BatchNorm里面的三个参数(mean,variance等)是计算得到的,不是权重更新得到的,因此不能加weight decay和lr mult,所以param需要设置为0,。

from densenet-caffe.

shicai avatar shicai commented on May 24, 2024 1

楼上正解,因为默认的lr_mult 和 decay_mult是1.0。见:https://github.com/BVLC/caffe/blob/master/src/caffe/proto/caffe.proto#L316

from densenet-caffe.

foralliance avatar foralliance commented on May 24, 2024

主要想问下,当没有这个参数param时,到底是按
 1. solver中的base_lr进行,
2. 还是相当于param{ lr_mult: 0},即,固定该层

from densenet-caffe.

DanLiu0623 avatar DanLiu0623 commented on May 24, 2024

layer { name: "conv1/bn" type: "BatchNorm" bottom: "conv1" top: "conv1" param { lr_mult: 0 decay_mult: 0 } param { lr_mult: 0 decay_mult: 0 } param { lr_mult: 0 decay_mult: 0 } batch_norm_param { use_global_stats: true eps: 1e-5 } }

比如这段bn参数的设置,三个param都是0是什么意思呢? @shicai

from densenet-caffe.

DanLiu0623 avatar DanLiu0623 commented on May 24, 2024

layer { name: "caffe.BN_5" type: "BN" bottom: "caffe.SpatialConvolution_4" top: "caffe.BN_5" param { lr_mult: 1 decay_mult: 0 } param { lr_mult: 1 decay_mult: 0 } bn_param { frozen: true slope_filler { value: 1 } bias_filler { value: 0 } } }那BN中这样定义的param是不就是权重更新得到的呢? frozen: true 这个参数相当于caffe中定义的use_global_stats: true 意思是TEST阶段,按说是使用全局的均值和方差来计算,可是lr_mult: 1是表示权重更新来学习这个参数吗? @shicai

from densenet-caffe.

DanLiu0623 avatar DanLiu0623 commented on May 24, 2024

我知道了,他这个项目里把batchnorm和scale写在一起了,最后权重更新学的就是那两个参数,可是我不明白batchnorm里的参数(均值和方差)都是计算得到的,为什么还要写成param { lr_mult: 0 decay_mult: 0 } param { lr_mult: 0 decay_mult: 0 } param { lr_mult: 0 decay_mult: 0 } 这样呢?不写可以吗?

from densenet-caffe.

foralliance avatar foralliance commented on May 24, 2024

@DanLiu0623
因为要保持这个参数不变.所以必须是0.
如果不写,lr_mult 和 decay_mult 默认的是1.
以上是自己的理解

from densenet-caffe.

foralliance avatar foralliance commented on May 24, 2024

@shicai

几个小问题:
1.
layer {
name: "conv1"
type: "Convolution"
bottom: "data"
top: "conv1"
param {
lr_mult: 1
decay_mult: 1
}
convolution_param {
num_output: 64
bias_term: false
pad: 3
kernel_size: 7
stride: 2
weight_filler {
type: "gaussian"
std: 0.01
}
}
}
在微调时,convolution_param 中的参数 weight_filler 是不是没有用,因为它会被预训练模型覆盖,根本不需要初始化.这里的理解对吗??

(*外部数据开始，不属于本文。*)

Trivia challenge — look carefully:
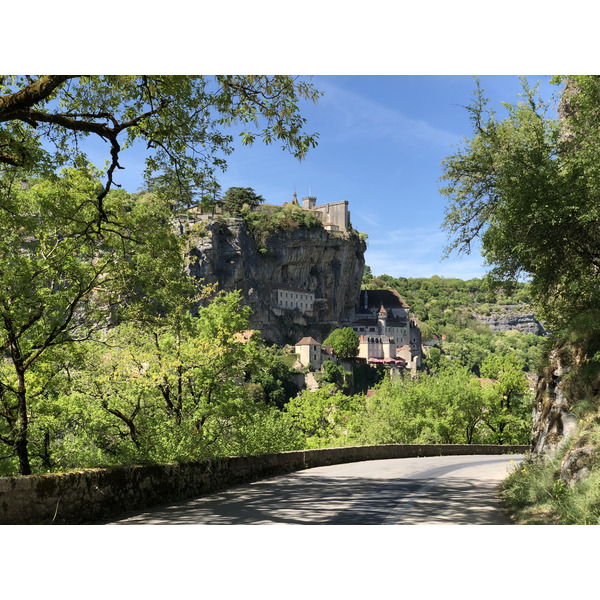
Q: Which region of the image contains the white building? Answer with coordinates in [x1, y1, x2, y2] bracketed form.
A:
[274, 287, 315, 312]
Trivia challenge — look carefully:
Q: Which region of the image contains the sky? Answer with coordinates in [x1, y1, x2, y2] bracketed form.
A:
[85, 74, 560, 281]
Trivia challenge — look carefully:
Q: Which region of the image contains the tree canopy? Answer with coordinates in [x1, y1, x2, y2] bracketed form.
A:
[221, 186, 265, 215]
[439, 76, 600, 328]
[323, 327, 360, 361]
[0, 171, 189, 474]
[0, 75, 321, 223]
[0, 74, 323, 476]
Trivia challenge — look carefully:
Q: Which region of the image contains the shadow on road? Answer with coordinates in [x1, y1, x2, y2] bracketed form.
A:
[108, 467, 513, 525]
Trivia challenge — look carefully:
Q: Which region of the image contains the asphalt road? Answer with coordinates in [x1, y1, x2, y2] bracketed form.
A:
[107, 454, 522, 525]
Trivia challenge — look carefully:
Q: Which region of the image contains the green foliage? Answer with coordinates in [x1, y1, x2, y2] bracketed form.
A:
[221, 187, 265, 216]
[0, 75, 326, 477]
[480, 353, 532, 444]
[500, 446, 600, 524]
[247, 344, 301, 409]
[0, 75, 321, 215]
[286, 384, 357, 448]
[0, 170, 187, 474]
[344, 362, 531, 447]
[242, 202, 323, 249]
[323, 327, 360, 361]
[7, 288, 304, 475]
[439, 76, 600, 330]
[351, 361, 386, 395]
[322, 360, 346, 388]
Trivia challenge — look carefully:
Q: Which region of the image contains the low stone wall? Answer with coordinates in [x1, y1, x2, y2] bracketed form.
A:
[0, 444, 528, 525]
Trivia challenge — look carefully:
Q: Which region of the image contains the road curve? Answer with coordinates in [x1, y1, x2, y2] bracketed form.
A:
[107, 454, 522, 525]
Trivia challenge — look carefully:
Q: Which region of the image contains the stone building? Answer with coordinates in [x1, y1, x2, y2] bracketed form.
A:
[349, 289, 422, 369]
[294, 336, 322, 370]
[273, 287, 315, 312]
[296, 193, 351, 233]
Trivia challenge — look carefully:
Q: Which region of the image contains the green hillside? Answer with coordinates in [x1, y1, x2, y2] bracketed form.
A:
[363, 271, 545, 375]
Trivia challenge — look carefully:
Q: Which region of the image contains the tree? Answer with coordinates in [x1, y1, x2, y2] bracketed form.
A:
[221, 186, 265, 216]
[0, 74, 323, 475]
[322, 360, 347, 389]
[0, 75, 321, 223]
[439, 76, 600, 328]
[323, 327, 359, 361]
[34, 289, 283, 470]
[247, 345, 299, 409]
[0, 170, 188, 474]
[286, 384, 354, 447]
[480, 353, 531, 444]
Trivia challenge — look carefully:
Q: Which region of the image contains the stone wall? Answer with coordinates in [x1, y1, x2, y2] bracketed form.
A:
[0, 444, 528, 525]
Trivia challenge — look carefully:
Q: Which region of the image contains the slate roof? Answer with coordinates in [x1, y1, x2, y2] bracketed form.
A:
[359, 289, 409, 310]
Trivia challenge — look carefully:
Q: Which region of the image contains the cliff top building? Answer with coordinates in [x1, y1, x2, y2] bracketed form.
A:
[294, 192, 350, 233]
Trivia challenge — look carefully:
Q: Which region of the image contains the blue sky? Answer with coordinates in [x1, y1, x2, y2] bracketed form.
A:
[101, 75, 560, 281]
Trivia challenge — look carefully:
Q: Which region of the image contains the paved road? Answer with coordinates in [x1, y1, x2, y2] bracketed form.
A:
[107, 454, 522, 525]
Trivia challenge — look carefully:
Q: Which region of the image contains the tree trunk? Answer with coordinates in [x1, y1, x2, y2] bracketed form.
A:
[41, 430, 52, 470]
[16, 369, 31, 475]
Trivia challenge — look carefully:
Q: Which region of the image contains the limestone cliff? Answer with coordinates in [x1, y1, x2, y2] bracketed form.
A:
[474, 305, 548, 336]
[183, 217, 366, 345]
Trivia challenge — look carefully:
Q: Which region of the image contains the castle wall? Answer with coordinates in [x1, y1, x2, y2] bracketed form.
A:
[315, 201, 350, 232]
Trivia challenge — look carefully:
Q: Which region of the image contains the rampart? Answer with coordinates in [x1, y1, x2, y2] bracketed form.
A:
[0, 444, 528, 524]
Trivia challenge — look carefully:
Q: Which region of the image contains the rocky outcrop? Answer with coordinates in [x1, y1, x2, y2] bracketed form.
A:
[531, 347, 580, 454]
[475, 305, 547, 335]
[560, 446, 595, 485]
[183, 217, 366, 345]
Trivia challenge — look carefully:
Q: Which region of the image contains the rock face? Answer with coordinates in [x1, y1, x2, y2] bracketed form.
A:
[475, 305, 547, 335]
[560, 446, 595, 485]
[531, 348, 579, 454]
[184, 217, 366, 345]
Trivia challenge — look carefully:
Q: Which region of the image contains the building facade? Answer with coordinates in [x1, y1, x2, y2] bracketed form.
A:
[349, 289, 422, 369]
[299, 194, 351, 233]
[274, 287, 315, 312]
[294, 336, 322, 369]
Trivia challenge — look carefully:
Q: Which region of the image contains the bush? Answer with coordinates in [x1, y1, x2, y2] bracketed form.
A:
[243, 204, 323, 250]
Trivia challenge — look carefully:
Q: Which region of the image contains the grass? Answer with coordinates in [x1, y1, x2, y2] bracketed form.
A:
[500, 432, 600, 524]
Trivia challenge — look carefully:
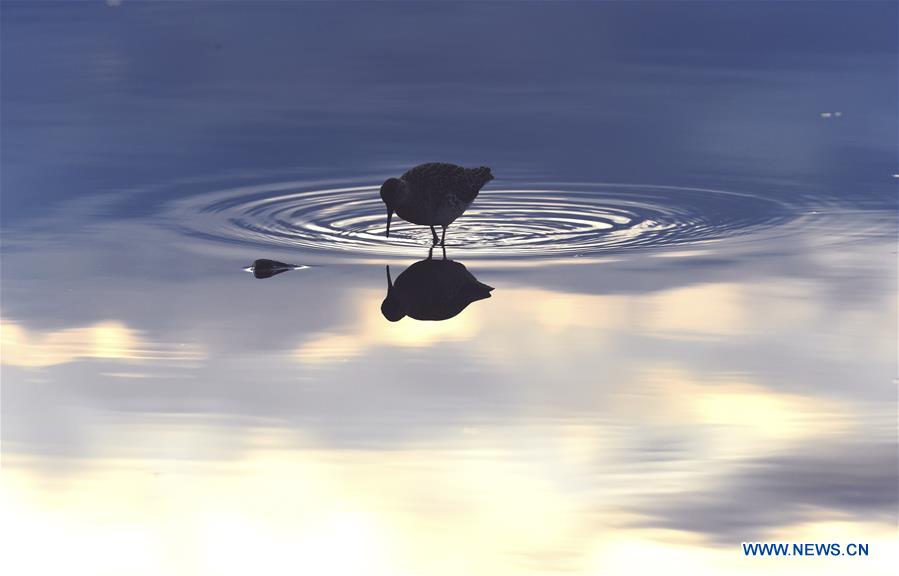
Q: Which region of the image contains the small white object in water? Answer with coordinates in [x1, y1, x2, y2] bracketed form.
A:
[820, 111, 843, 119]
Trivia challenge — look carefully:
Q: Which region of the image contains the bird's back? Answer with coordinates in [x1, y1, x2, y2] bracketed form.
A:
[402, 163, 493, 203]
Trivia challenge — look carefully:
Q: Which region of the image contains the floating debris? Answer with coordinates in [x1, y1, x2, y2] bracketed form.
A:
[244, 259, 308, 279]
[820, 111, 843, 118]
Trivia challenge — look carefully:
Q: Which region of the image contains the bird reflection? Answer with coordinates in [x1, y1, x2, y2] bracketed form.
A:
[245, 259, 306, 279]
[381, 251, 494, 322]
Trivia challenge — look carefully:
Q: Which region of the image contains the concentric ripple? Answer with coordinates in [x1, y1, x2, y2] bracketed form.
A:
[164, 179, 798, 260]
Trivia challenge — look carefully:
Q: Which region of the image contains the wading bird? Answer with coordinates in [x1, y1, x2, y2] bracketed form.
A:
[380, 162, 493, 246]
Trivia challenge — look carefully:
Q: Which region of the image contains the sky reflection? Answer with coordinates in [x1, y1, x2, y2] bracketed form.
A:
[2, 1, 896, 575]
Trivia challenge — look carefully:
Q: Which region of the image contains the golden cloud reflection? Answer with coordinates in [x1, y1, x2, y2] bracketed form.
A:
[0, 319, 205, 367]
[2, 424, 894, 576]
[294, 289, 479, 363]
[294, 279, 814, 364]
[614, 366, 856, 462]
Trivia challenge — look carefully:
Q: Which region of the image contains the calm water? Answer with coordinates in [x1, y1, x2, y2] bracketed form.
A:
[2, 2, 897, 574]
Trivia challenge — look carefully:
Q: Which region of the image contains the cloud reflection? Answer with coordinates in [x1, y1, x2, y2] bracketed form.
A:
[294, 290, 482, 364]
[640, 442, 898, 543]
[3, 425, 896, 576]
[1, 319, 205, 367]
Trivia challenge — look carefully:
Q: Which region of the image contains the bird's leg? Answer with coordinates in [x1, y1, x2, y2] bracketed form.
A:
[430, 225, 439, 246]
[440, 225, 447, 247]
[441, 244, 447, 260]
[427, 245, 434, 260]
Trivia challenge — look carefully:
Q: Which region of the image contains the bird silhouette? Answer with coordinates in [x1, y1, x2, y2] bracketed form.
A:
[381, 253, 494, 322]
[380, 162, 493, 246]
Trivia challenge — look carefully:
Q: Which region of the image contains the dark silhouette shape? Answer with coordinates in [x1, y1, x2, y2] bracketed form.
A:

对于train.prototxt和test.prototxt.两者除了头尾不同,中间的内容是不是应该都是相同的?貌似以前看到过,中间内容不同的情况.这个如何理解呢?

如下2种形式:
1)
layer {
bottom: "data"
top: "conv1"
name: "conv1"
type: "Convolution"
convolution_param {
num_output: 64
kernel_size: 7
pad: 3
stride: 2
}
}
2)
layer {
name: "fc6_readonly"
type: "InnerProduct"
bottom: "pool5_readonly"
top: "fc6_readonly"
propagate_down: false
param {
name: "fc6_w"
}
param {
name: "fc6_b"
}
inner_product_param {
num_output: 4096
}
}
对于2),此时 lr_mult 和 decay_mult 是默认值1
对于1),这直接没有param项,此时 lr_mult 和 decay_mult 是不是仍是按照默认值1执行?还是另有它解??在proto中,param没有默认项.

from densenet-caffe.

shicai avatar shicai commented on May 24, 2024

微调时,只要原网络中名字相同的大小相同的,都会被覆盖,因此可以不用初始化。
Conv和FC层默认有2个param,可以不用设置,按照默认来。param一般不需要命名,如果进行了命名,一般是与其他层进行权重共享使用,相同name的param都指向同一组参数。

from densenet-caffe.

foralliance avatar foralliance commented on May 24, 2024

感谢您的回答 @shicai

对于您说的"param一般不需要命名,如果进行了命名,一般是与其他层进行权重共享使用,相同name的param都指向同一组参数"能不能这么理解:
layer {
name: "fc6_readonly"
type: "InnerProduct"
bottom: "pool5_readonly"
top: "fc6_readonly"
propagate_down: false
param {
name: "fc6_w"
}
param {
name: "fc6_b"
}
inner_product_param {
num_output: 4096
}
}
........................
........................
layer {
name: "fc6"
type: "InnerProduct"
bottom: "pool5"
top: "fc6"
param {
name: "fc6_w"
lr_mult: 1
decay_mult: 1
}
param {
name: "fc6_b"
lr_mult: 2
decay_mult: 0
}
inner_product_param {
num_output: 4096
}
}

如上述同一prototxt中的,意思是fc6_readonly的param设置和fc6中一致??

layer {
name: "upP2"
type: "Deconvolution"
bottom: "p3_lateral"
top: "upP2"
convolution_param {
kernel_h : 4
kernel_w : 4
stride_h: 2
stride_w: 2
pad_h: 1
pad_w: 1
num_output: 256
group: 256
bias_term: false
weight_filler {
type: "bilinear"
}
}
param { lr_mult: 0 decay_mult: 0 }
}

对于很多代码中的Deconvolution,param均为0,这个难道不用学习,直接用初始化的参数??

from densenet-caffe.

shicai avatar shicai commented on May 24, 2024
  1. 它们指向同一组W/b参数,fc6更新,fc_readonly不更新。
  2. 初始化方式是bilinear,固定参数,也就是说以DeConv层的方式实现固定的bilinear上采样。

from densenet-caffe.

foralliance avatar foralliance commented on May 24, 2024

@shicai
"它们指向同一组W/b参数",意思就是fc6_readonly的参数是fc6的?

from densenet-caffe.

shicai avatar shicai commented on May 24, 2024

是的

from densenet-caffe.

foralliance avatar foralliance commented on May 24, 2024

@shicai
Thank you for your patience.

from densenet-caffe.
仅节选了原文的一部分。